The Fountain Community! I have been an official co-business owner (whaaaa?!) now for almost a month since our soft launch and every day I am so ignited by the community that is taking shape. It’s now been long enough to hear accounts of people doing the coursework and having massive shifts in their writing lives and lives in general (it’s all connected!) It’s like nothing I’ve ever experienced before. It’s sort of like how they say you have to write the book you want to read; we created the community we wished existed. It’s sort of like my online dream commune. Every time I pick up my phone, I know there’s a place to cruise to that is enriching and not a mindless loop. And there’s so much on the way with it. We’re just getting started. You can try a free Clearing to get a small taste. I’ve been going through the coursework again myself and have been really moved by what’s coming up for me around some of my deeply held stories about myself and what I’m capable of. Knowing I have the tools to transform these things and not allow them to morph into blocks is so freeing.

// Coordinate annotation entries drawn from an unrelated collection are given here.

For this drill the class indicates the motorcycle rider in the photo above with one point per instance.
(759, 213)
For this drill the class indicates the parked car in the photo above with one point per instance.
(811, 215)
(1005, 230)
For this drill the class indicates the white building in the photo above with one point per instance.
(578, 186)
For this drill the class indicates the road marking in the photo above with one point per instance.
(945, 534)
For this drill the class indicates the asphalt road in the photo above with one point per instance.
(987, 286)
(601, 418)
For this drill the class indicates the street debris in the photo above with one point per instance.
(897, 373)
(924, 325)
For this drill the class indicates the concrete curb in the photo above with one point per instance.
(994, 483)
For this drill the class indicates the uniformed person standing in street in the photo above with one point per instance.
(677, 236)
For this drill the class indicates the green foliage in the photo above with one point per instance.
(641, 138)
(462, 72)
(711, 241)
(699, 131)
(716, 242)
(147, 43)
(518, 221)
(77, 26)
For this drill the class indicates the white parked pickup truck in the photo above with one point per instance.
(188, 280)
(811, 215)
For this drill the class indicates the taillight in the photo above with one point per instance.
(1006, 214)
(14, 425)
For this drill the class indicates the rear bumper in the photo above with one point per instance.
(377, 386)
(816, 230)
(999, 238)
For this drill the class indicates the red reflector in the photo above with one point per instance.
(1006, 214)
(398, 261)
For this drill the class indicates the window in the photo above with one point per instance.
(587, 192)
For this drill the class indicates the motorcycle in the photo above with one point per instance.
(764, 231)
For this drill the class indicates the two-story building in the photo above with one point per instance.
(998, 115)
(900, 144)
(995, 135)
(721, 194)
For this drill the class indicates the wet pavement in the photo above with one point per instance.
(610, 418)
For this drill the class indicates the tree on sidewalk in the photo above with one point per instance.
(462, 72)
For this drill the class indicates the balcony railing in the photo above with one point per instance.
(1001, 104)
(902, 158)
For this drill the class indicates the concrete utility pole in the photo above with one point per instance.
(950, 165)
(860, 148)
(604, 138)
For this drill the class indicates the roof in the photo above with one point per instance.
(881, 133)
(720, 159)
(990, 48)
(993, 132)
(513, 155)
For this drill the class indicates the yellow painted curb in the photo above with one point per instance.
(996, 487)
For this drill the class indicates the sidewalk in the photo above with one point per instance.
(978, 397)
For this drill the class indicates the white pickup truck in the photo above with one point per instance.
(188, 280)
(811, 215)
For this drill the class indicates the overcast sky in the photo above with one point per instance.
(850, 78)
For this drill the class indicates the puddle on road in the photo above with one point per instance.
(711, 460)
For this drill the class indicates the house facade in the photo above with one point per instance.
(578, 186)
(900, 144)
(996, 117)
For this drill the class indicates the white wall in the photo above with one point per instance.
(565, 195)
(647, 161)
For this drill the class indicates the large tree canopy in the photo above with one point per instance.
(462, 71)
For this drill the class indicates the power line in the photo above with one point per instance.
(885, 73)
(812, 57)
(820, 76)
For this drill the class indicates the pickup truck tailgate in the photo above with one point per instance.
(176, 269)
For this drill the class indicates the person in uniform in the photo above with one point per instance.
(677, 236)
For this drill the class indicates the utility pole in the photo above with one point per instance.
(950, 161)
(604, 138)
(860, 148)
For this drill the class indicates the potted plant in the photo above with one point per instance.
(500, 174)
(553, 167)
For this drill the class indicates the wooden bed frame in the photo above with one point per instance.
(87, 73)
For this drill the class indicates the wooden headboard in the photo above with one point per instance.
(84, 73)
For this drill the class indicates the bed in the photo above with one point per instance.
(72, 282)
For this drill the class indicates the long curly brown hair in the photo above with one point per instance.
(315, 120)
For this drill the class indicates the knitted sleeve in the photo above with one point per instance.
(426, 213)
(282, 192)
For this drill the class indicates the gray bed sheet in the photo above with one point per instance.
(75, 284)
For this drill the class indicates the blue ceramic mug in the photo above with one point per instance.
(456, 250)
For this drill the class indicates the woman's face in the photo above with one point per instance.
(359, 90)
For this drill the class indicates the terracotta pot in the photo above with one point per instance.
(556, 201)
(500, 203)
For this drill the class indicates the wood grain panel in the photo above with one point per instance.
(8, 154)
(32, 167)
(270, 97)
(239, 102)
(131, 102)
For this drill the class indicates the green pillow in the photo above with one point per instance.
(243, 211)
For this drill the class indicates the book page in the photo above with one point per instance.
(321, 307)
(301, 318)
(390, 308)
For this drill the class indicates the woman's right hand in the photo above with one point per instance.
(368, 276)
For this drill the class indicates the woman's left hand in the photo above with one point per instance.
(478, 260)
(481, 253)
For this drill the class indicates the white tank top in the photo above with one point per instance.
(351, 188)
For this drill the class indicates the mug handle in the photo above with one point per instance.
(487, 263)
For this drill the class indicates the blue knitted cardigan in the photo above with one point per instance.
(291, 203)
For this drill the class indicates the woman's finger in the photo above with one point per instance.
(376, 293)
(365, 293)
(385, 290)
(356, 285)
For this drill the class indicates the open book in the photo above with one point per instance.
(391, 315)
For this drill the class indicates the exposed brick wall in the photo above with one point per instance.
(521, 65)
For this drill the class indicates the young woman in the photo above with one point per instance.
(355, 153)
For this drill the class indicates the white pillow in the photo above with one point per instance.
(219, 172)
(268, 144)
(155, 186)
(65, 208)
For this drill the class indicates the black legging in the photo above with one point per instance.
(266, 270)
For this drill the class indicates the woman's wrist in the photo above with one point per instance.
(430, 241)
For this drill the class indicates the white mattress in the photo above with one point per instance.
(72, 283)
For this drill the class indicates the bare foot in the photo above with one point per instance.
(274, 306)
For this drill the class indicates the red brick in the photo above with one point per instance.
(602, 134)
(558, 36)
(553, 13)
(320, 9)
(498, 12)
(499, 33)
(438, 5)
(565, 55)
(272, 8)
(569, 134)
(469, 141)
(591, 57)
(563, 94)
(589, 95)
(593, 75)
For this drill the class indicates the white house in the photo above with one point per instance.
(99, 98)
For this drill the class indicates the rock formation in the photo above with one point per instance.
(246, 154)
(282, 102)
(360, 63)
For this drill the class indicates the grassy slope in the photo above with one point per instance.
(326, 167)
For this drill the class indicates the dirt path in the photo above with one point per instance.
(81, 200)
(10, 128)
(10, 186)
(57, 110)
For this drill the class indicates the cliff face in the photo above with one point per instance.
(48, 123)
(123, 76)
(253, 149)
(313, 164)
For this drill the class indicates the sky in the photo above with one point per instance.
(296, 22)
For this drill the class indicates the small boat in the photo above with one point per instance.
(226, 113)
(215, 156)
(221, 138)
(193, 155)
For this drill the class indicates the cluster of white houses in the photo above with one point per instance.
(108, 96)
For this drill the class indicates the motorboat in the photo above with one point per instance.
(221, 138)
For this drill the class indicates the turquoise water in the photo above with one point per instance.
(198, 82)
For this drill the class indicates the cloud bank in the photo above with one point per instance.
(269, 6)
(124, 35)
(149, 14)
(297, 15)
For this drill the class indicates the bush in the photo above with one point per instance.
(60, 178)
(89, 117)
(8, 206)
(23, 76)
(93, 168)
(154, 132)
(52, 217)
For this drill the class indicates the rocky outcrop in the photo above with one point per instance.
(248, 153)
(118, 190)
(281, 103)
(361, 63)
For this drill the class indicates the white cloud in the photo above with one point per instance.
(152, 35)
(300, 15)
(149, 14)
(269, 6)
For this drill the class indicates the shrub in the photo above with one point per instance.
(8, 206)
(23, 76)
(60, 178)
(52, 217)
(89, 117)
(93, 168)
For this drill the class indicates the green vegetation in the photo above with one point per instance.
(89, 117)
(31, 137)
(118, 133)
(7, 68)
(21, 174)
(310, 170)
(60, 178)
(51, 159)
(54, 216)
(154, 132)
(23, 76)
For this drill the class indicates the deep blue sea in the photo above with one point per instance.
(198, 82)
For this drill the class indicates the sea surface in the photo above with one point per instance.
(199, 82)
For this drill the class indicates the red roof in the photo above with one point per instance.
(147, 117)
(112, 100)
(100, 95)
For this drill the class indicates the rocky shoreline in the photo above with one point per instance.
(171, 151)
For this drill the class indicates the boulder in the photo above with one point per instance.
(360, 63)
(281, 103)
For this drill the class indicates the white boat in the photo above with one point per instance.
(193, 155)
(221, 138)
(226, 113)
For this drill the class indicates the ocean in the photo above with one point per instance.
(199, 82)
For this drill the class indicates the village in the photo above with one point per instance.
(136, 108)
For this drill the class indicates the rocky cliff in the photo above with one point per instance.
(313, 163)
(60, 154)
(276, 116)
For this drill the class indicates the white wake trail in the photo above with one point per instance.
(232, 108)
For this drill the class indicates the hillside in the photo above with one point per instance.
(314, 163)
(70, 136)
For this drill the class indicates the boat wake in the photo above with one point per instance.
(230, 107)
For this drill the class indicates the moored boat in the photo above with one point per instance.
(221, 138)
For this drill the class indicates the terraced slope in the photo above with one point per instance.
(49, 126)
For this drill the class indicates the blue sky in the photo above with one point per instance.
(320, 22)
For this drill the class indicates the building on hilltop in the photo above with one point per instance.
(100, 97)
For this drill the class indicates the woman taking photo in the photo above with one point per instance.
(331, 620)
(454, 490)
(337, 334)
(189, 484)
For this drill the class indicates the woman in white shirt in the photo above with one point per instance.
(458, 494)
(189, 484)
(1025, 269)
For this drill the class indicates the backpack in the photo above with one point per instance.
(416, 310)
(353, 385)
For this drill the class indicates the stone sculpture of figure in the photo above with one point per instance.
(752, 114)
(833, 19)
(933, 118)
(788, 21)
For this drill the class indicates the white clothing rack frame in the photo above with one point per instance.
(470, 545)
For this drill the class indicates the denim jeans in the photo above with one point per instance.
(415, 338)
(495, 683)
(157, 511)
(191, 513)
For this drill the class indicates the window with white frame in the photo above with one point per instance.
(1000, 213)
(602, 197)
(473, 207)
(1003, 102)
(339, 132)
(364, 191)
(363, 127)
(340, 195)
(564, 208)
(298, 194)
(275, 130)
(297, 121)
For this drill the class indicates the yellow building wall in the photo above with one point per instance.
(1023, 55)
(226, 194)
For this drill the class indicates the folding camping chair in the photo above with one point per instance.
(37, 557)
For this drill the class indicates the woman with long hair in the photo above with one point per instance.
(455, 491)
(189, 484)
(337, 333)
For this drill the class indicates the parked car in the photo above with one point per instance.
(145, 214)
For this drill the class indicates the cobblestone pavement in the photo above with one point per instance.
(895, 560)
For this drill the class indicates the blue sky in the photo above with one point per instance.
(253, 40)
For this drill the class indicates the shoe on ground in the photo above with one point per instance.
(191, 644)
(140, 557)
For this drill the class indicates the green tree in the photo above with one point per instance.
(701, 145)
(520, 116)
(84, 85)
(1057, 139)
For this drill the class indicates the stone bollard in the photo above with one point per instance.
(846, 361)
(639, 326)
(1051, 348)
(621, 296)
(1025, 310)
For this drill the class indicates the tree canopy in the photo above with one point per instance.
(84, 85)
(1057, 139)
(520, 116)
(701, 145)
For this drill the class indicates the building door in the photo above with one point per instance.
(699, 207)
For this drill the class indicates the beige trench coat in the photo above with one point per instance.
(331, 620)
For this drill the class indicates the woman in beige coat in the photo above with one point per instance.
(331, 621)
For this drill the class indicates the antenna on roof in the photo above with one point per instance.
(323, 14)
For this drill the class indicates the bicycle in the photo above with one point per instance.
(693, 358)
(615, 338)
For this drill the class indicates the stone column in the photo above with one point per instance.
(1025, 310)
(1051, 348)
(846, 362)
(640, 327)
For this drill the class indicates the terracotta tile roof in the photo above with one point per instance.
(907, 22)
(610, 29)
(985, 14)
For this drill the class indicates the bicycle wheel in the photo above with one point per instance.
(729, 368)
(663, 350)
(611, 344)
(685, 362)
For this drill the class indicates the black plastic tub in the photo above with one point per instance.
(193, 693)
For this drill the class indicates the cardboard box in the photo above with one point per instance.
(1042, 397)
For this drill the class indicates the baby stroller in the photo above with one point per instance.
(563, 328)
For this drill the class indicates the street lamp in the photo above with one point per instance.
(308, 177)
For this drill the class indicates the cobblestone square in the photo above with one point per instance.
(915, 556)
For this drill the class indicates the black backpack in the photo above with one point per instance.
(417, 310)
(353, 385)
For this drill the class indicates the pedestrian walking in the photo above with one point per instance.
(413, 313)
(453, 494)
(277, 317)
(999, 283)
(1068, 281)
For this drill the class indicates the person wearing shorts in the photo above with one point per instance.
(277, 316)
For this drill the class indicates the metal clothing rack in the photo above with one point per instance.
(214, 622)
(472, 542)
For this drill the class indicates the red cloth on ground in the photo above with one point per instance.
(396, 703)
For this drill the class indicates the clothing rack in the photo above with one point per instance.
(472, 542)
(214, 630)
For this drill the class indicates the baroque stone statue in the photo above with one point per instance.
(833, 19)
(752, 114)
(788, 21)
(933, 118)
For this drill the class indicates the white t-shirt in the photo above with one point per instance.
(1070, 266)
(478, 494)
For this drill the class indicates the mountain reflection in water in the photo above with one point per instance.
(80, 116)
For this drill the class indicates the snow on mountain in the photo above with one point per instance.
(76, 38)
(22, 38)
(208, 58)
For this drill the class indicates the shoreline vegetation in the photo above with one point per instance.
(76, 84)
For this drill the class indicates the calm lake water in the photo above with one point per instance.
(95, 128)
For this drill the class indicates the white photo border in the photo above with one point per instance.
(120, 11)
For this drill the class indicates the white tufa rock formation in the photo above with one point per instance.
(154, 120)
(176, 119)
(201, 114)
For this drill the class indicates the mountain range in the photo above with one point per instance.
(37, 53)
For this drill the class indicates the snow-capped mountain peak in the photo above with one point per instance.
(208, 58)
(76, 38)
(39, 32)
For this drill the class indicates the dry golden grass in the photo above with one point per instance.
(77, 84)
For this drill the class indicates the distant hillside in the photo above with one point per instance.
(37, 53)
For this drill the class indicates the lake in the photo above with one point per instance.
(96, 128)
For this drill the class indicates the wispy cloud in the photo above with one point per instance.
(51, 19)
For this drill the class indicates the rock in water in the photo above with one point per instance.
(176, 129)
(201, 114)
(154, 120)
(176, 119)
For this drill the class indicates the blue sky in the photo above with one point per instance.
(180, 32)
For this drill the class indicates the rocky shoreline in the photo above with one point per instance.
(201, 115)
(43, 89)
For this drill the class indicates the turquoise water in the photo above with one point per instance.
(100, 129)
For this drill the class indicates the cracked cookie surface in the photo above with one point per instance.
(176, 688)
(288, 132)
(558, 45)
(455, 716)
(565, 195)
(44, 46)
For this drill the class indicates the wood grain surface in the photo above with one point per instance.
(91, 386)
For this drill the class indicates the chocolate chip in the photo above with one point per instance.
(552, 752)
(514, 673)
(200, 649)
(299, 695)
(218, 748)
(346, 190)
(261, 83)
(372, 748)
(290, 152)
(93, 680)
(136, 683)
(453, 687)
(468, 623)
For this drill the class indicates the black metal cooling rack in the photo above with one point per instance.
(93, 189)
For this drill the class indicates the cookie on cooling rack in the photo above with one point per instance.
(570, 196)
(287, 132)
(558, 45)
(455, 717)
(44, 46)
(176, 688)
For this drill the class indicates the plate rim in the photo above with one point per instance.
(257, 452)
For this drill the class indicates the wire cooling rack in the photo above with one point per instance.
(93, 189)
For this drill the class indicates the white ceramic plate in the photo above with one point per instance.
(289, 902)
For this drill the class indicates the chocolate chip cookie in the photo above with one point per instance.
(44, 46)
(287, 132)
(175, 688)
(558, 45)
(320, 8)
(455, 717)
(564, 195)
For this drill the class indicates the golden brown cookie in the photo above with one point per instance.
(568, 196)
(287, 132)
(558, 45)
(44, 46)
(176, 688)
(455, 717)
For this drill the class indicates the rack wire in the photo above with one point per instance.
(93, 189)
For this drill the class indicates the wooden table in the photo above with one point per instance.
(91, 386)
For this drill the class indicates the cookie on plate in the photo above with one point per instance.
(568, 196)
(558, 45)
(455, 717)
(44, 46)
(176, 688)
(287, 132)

Okay, that’s all for now! Let me know if you do the exercise and how it goes for you.
With deep faith in your creative spirit and your capacity for generous return,
Chelsea
Parts of this entry make for a pretty funny pairing with MADWOMAN, which I started reading earlier this week & am having a very hard time putting down!! <3
oh my gosh, I NEEDED to hear "thanks for sharing. Write it anyway" today. I used to use the 5-Minute Journal years ago but had totally forgotten about this message!
I'm so grateful for The Fountain because I've been hanging out in there lately to counteract the resistance I've been feeling with my WIP. But I think "thanks for sharing. Write it anyway" is the extra little magic to help me get back to my work. Your posts always seem to come at the exact right moment.
Hope you had a great birthday, fellow March baby!